The volatility observed during September 2021 continued into October. Several experts expressed their concerns about the current situation, caused notably by labor shortages, supply chain disruptions, and of course, rising inflation. Despite all this, the markets remain promising, and investors are optimistic, particularly those with small budgets. What could this possibly mean?
Ongoing Inflation
In recent weeks, there has been nearly generalized inflation. In some countries, like the United States, the prices of basic food products have increased again. The price of gasoline has also risen, up by 20 cents in a month, totaling a $1.20 increase compared to the previous year. These products are just examples, as government indices have reached historical levels.
In China, a record increase in producer prices was observed in September, rising by 10.7% year-on-year. The surge in raw material prices weighs heavily on markets worldwide. Inflation remains the main concern for investors, although the above-mentioned increase does not (yet) impact the market significantly, hence the interest in investing in the stock market on a small budget. Indeed, the consumer price index moderately increased in September, by 0.7% year-on-year, compared to 0.8% in October.

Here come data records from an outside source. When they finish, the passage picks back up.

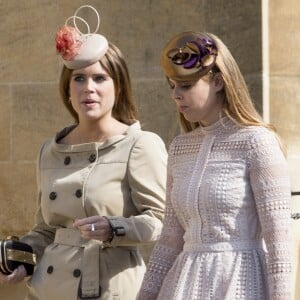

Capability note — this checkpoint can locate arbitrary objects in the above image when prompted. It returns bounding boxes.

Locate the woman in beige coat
[0,5,167,300]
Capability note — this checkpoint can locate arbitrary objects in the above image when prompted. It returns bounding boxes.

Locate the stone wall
[0,0,300,300]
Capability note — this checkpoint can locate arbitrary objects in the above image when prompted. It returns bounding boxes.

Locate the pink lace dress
[138,118,291,300]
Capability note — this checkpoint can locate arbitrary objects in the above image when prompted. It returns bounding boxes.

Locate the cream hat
[55,5,108,69]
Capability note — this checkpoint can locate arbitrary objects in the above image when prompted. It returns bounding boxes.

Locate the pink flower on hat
[55,25,82,60]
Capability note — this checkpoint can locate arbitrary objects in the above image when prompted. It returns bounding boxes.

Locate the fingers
[0,265,27,284]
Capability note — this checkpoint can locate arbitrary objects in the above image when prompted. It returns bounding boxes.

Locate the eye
[168,81,175,90]
[180,82,193,90]
[73,75,85,82]
[94,75,106,82]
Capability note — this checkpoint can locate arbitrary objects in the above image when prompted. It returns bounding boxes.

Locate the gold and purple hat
[55,5,108,69]
[162,31,218,81]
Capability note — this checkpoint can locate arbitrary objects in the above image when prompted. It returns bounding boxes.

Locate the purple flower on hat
[168,37,217,69]
[55,25,82,60]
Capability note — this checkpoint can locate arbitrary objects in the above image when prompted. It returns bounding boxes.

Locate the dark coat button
[73,269,81,278]
[49,192,57,200]
[75,189,82,198]
[64,156,71,166]
[89,153,96,162]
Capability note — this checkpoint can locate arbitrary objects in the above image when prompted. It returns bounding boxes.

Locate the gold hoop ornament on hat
[162,31,218,81]
[55,5,108,69]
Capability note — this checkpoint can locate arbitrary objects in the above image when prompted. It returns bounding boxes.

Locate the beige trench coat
[22,122,167,300]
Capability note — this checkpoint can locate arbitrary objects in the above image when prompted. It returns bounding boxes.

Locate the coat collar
[51,121,141,152]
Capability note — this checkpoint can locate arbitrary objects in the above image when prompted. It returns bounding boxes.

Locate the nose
[84,78,95,93]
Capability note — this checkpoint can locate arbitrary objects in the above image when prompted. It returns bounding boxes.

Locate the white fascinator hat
[55,5,108,69]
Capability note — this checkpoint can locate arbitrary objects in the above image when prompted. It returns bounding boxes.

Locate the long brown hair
[59,43,137,125]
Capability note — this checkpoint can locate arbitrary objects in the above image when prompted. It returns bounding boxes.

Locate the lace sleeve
[250,132,291,300]
[137,144,184,300]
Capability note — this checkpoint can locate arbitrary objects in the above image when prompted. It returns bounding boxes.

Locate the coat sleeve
[20,145,55,261]
[107,132,167,246]
[250,132,292,300]
[137,140,184,300]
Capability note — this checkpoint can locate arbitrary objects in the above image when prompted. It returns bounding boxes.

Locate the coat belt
[54,228,102,298]
[54,228,137,299]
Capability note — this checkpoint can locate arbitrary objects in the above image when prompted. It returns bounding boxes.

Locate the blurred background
[0,0,300,300]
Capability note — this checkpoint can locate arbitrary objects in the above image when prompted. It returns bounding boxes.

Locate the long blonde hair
[179,33,275,132]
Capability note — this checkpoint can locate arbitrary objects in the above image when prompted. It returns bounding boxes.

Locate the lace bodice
[138,119,291,300]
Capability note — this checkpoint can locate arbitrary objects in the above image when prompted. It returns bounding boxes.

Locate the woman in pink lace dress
[138,32,291,300]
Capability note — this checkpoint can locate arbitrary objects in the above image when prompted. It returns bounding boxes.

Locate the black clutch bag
[0,237,36,275]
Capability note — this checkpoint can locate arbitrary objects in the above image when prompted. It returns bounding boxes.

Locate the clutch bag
[0,237,36,275]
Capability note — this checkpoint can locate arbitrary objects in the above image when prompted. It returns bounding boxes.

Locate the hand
[73,216,112,241]
[0,265,27,284]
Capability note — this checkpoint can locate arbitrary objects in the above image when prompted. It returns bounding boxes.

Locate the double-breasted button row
[89,153,97,163]
[64,156,71,166]
[64,153,97,166]
[47,266,81,278]
[49,189,82,200]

The situation has naturally caused a lot of concern among markets. Some major entities have looked into this trend, expressing their fears. A critical question was then posed: should one still invest in the stock market?
Investors Are Confident
For some market observers, there is no doubt that the increase in stocks has been triggered by the extended period of low interest rates. This would drive investors to abandon low-yield bonds in favor of returns in stocks. In other words, they are moving their investments from fixed income securities to much riskier assets.
However, the persistence of inflation and the upcoming increase in rates proposed by some banks, including the central bank, have led to rising bond yields worldwide. The most significant increases have been observed mainly in emerging markets; bond yields (denominated in US dollars) have jumped by nearly 45 points since the end of August.

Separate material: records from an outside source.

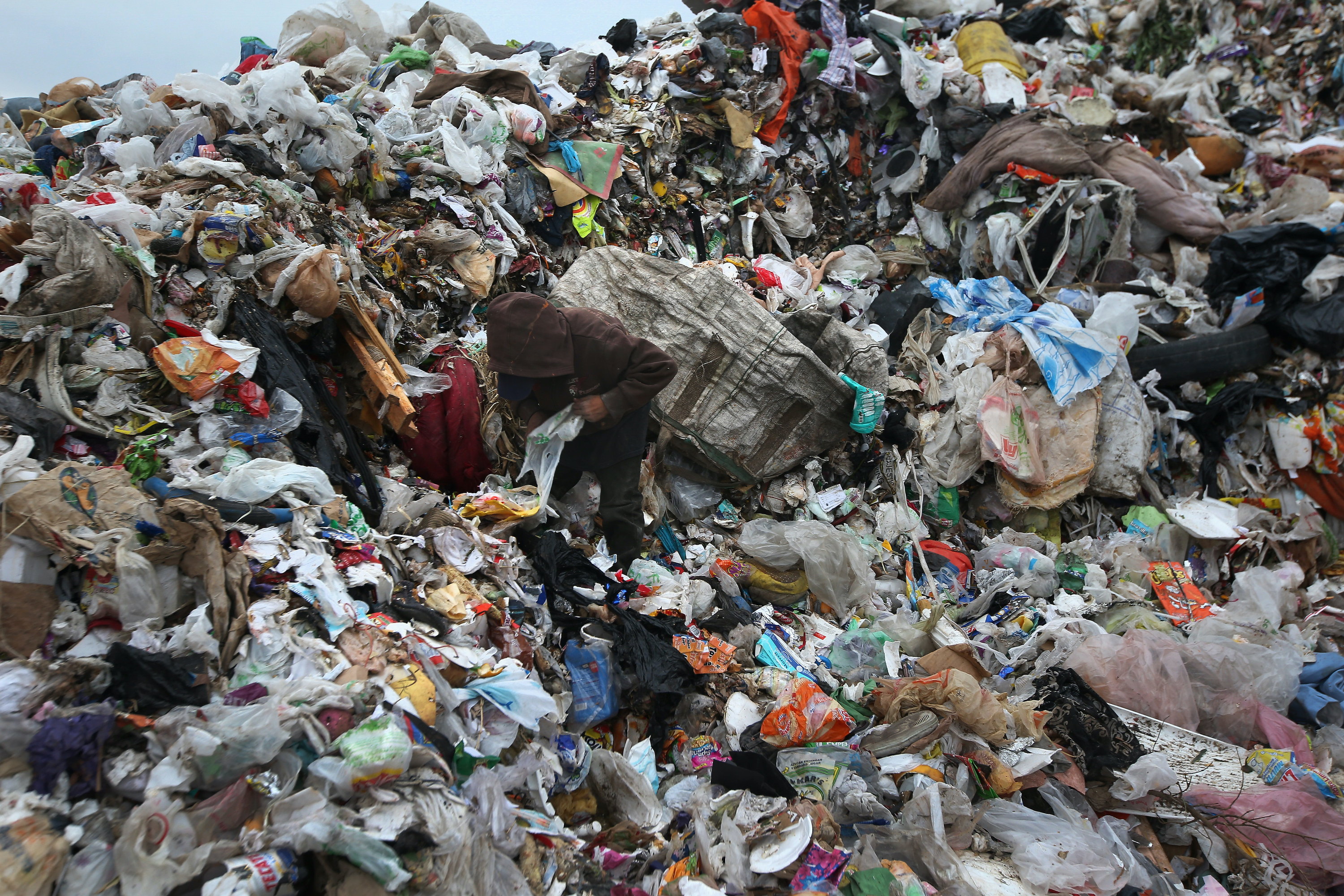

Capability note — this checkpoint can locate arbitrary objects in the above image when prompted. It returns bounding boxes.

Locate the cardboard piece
[919,643,989,681]
[5,463,155,567]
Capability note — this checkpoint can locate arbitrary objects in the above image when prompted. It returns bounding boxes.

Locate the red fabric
[1292,466,1344,520]
[402,347,491,493]
[742,0,812,144]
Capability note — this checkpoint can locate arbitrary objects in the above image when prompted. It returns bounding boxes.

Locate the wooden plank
[341,300,410,383]
[337,320,418,438]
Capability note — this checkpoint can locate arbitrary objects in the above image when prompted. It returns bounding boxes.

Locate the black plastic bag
[108,643,210,715]
[1168,383,1284,498]
[1203,224,1332,310]
[868,277,937,355]
[1036,666,1148,779]
[606,19,640,52]
[0,390,66,461]
[999,7,1064,43]
[1265,290,1344,359]
[710,750,798,799]
[1227,106,1281,134]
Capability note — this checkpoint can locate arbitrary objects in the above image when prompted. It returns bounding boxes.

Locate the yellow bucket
[957,20,1027,81]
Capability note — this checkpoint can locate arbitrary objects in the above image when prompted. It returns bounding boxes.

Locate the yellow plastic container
[957,20,1027,81]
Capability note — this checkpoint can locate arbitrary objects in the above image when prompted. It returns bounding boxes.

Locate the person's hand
[574,395,606,423]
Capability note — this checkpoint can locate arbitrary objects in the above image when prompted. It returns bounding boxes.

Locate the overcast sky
[0,0,691,98]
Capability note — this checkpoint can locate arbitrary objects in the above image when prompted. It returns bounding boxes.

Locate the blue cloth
[548,140,581,173]
[1289,653,1344,725]
[28,704,116,799]
[925,277,1120,407]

According to several experts, investors do not feel the full effects of inflation and rising prices due to a combination of wage increases, high savings rates, and reduced levels of revolving debt. Savings made in the past allow investors to remain relatively unaffected and continue to buy stocks even with small budgets.

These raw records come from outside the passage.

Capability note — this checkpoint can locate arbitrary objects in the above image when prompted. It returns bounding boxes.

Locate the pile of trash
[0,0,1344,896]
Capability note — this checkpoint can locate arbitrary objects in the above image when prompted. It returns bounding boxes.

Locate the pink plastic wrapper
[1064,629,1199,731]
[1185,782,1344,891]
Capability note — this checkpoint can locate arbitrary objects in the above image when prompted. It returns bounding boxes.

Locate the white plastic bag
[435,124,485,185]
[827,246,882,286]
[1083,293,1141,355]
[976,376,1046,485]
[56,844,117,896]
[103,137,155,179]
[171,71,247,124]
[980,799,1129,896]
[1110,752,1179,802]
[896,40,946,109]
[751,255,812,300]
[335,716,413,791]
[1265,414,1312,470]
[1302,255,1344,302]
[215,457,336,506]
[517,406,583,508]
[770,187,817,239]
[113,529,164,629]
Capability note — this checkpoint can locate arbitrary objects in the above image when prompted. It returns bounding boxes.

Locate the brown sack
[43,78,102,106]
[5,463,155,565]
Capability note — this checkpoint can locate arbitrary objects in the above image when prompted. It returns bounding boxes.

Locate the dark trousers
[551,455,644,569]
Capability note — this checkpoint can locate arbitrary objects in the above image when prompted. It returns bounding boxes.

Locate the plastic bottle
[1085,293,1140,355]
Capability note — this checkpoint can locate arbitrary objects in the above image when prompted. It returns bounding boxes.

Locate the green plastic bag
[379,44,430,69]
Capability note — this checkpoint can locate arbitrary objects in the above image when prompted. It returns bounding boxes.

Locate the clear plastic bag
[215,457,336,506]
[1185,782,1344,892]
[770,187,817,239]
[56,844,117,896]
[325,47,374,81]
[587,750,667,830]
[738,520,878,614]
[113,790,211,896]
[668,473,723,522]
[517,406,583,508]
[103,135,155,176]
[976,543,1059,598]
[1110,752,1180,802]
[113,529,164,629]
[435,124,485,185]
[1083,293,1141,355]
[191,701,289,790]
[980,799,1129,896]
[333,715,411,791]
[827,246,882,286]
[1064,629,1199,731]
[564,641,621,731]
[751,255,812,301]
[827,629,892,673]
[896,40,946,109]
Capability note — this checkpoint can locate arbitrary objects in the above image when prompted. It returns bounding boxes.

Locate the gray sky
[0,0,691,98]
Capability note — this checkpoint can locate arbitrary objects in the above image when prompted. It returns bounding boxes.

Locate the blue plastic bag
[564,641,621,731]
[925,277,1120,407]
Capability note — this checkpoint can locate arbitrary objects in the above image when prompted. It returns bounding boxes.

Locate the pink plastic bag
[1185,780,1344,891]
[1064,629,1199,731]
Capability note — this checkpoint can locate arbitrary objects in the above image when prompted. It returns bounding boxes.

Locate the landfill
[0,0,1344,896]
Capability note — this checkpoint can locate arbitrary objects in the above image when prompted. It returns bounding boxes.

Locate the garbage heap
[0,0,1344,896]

The observed market data has been overall very encouraging. Taking the example of the S&P 500, more than a quarter of its reporting companies have publicly announced figures much better than forecasts; 62% of them recorded a positive impact on their stock prices. October is, on the whole, better than September, and growth could reach 33% compared to the 24% expected. We can also mention the Dow Jones index, which has reached record levels in October.
Conclusion
Inflation is indeed real, and it may continue to grow in the coming weeks. Fortunately, it does not significantly affect the stock market. Many experts were worried about this trend, but it was the opposite for investors. The stock market as a whole has continued its upward trajectory. Major stock exchanges such as the S&P 500 and Dow Jones have seen their indices reach record levels. The conclusion is clear: there is no reason not to invest in the stock market, even with a small budget.